Essential oils and carrier oils

An essential oil is a concentrated liquid extracted from plants and used as an ingredient in personal care products. Essential oils can be inhaled or applied to the skin. While many fragrance oils and essential oils are safe to use, they should be researched properly as many cannot be used full strength on the skin. A carrier oil is an extract used to suspend or carry a fragrance or essential oil. Carrier oils are skin-safe. Commonly used carrier oils are olive oil and grapeseed oil.


Viscosity is the measurement of a liquid and its resistance to movement and flow. Some personal care products, such as mouthwashes, eyedrops and lotions, have a thin viscosity. Others, such a toothpastes and liquid hand soaps, have a thicker viscosity. Manufacturers produce toiletries in a variety of viscosities to appeal to a wider market.

Saponifier Magazine

This magazine is known for its support of handcrafted soap, toiletries, cosmetics, and candles.
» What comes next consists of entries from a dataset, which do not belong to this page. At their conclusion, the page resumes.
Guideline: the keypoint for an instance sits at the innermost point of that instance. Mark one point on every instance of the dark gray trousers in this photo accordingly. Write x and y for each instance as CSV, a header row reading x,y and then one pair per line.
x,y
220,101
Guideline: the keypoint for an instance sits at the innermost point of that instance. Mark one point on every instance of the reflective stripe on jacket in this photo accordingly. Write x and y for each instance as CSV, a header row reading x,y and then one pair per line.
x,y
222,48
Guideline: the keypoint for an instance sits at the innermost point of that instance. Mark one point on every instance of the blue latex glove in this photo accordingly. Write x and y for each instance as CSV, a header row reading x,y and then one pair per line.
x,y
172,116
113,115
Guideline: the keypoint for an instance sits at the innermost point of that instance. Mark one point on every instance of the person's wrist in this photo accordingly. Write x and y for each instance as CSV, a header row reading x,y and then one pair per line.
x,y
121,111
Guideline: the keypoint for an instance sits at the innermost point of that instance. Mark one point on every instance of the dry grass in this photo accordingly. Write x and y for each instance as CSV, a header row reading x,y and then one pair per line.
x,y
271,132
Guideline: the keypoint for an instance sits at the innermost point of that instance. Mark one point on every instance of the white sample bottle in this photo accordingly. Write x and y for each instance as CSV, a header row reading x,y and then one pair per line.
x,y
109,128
It includes industry updates as well as a directory of supplies and services for those in the cosmetic and toiletries industry.
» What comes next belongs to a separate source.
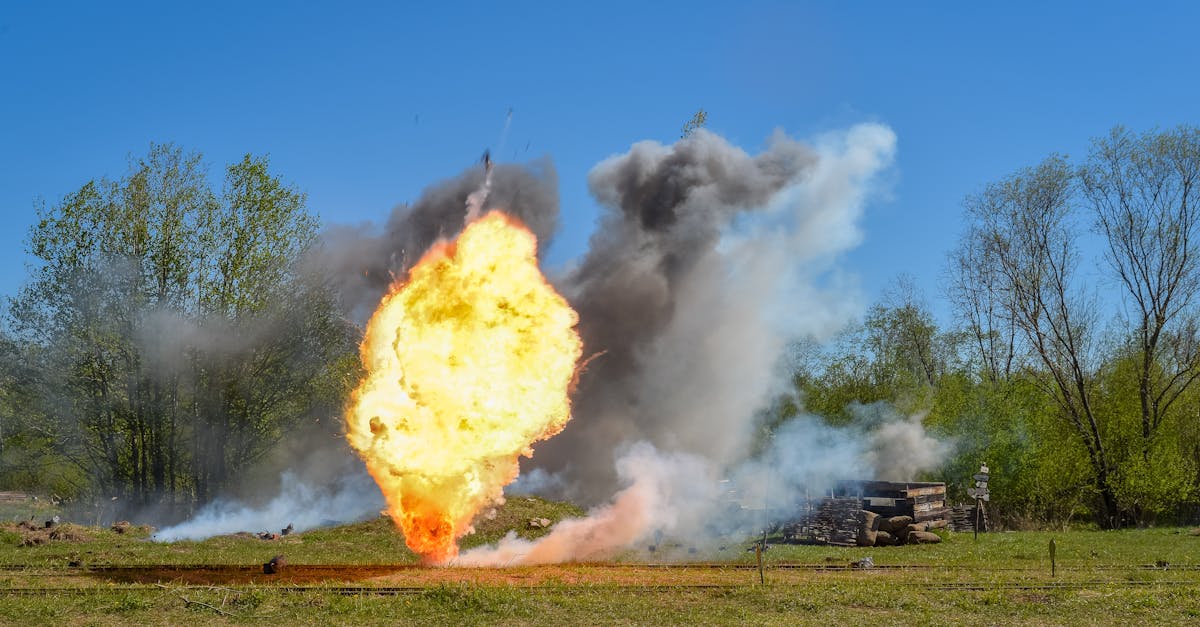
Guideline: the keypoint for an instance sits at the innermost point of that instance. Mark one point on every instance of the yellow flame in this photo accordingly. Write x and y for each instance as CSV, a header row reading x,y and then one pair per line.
x,y
468,363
The Cosmetics, Toilet Goods, and Fragrances Association, now known as the Personal Care Products Council is an organization that helps consumers better understand safety issues in the personal care products and cosmetics industry.


IUPAC is the International Union for Pure and Applied Chemistry. This organization ordains rules and standards for the declaration and naming of any pure chemical. An international standard of names and symbols, as well as weights and measures of chemical solutions is important for the continued development of cosmetics and toiletries as pertaining to international trade and commerce.